Last disclosure – I am married to a vegetarian who became one in college after realizing that the Iowa land he loved was being wasted. My West Coast raised hubby was raised to believe that in Iowa, you could go into a field and eat the corn straight from the stalk. That the air was fresh and pure. The latter belief was quickly shattered when he drove by a pig farm one day. And the former belief was shattered by me – when I cautioned him against eating the cow and pig food from the field.
So, my point – my point, and I do have one, is that the latest position by Dr Rajendra Pachauri, chair of the United Nations Intergovernmental Panel on Climate Change, was not surprising to me. The fact that 20% of greenhouse gases are related to the production of meat – not a surprise. Twenty years ago, you could get a nice manufacturing job to supplement your farm income or raise a family in town. Today, your choices are call center worker or hog confinement. Raising meat is big business. And now they are now importing their workers from Mexico or some other other near shore places like the halfway houses. And, all to raise the meat.
This was almost exactly why my hubby gave up meat. While going to school in Iowa, he looked around, saw some of the most fertile soil in the world, and could not fathom why we are wasting it to grow food for our food. In the end, he decided not to contribute to the problem by eating meat.
And, that was all in my little part of the world. PRI’s show “The World” did a great job summarizing the global issue. The stats about the US consumption of meat per year is pretty staggering when you compare it to other countries.
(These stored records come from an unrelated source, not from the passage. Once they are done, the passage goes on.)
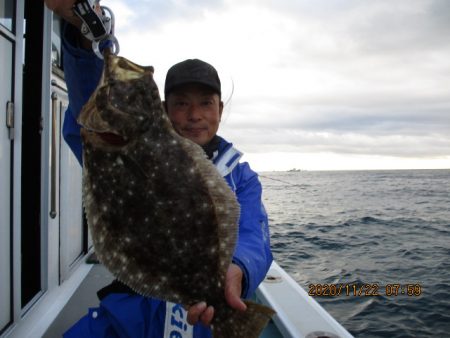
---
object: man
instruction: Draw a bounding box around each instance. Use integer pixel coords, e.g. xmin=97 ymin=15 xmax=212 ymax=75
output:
xmin=45 ymin=0 xmax=272 ymax=337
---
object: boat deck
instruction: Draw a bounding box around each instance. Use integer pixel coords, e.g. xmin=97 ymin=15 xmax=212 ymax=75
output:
xmin=42 ymin=264 xmax=283 ymax=338
xmin=42 ymin=264 xmax=114 ymax=338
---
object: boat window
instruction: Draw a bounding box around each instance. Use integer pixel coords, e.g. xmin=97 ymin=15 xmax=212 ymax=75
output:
xmin=0 ymin=0 xmax=15 ymax=31
xmin=52 ymin=14 xmax=62 ymax=68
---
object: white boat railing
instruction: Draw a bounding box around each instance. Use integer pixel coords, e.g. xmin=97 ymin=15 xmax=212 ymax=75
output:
xmin=256 ymin=262 xmax=353 ymax=338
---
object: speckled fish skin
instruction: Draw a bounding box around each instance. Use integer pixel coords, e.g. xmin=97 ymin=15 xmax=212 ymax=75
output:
xmin=79 ymin=54 xmax=273 ymax=338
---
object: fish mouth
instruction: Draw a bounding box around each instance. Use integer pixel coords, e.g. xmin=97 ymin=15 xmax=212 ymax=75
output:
xmin=95 ymin=132 xmax=128 ymax=146
xmin=83 ymin=127 xmax=129 ymax=147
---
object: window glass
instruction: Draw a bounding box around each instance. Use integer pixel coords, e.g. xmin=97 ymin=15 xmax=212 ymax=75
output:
xmin=0 ymin=0 xmax=15 ymax=31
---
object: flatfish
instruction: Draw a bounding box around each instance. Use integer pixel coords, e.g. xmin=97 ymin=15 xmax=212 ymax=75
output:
xmin=79 ymin=50 xmax=274 ymax=338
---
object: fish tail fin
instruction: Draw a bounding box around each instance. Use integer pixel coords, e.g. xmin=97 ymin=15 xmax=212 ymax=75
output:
xmin=212 ymin=301 xmax=275 ymax=338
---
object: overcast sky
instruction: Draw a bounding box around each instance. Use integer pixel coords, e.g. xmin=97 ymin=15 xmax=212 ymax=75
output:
xmin=107 ymin=0 xmax=450 ymax=171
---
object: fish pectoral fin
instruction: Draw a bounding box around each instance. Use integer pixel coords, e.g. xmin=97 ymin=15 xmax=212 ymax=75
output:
xmin=212 ymin=301 xmax=275 ymax=338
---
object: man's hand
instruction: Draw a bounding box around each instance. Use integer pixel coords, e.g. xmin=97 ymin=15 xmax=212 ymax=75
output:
xmin=187 ymin=264 xmax=247 ymax=326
For me personally, this recommendation is nothing. I eat vegetarian about half of the time anyway as does my family. Meat is not a central staple. We are thankful we live in a location with an over abundance of veggie options. And, when I do eat meat, I buy local. I all but meet the cow or pig or chicken I am about to consume. And, I’m okay with that (especially after hearing my younger brother’s stories from the hog confinement where he was employed for about 9 months).
I don’t hate farming. I just hate what it has become. My grandpa will tell you that he can no longer farm as he feels you would need a chemistry degree. The days where you kept a few cows for personal consumption and spread their manure in the fields are pretty much gone. Now, you need to use these fertilizers and chemicals on certain types of corn seed. It’s a different way of thinking – and one that likely isn’t helping the global warning issue.
Cut your consumption of meat, help the environment. And, maybe we can reuse that land for veggies. I especially miss the Iowa sweet corn. Or grow Edamame soybeans and export them to Asia. We know we can grow lots of them.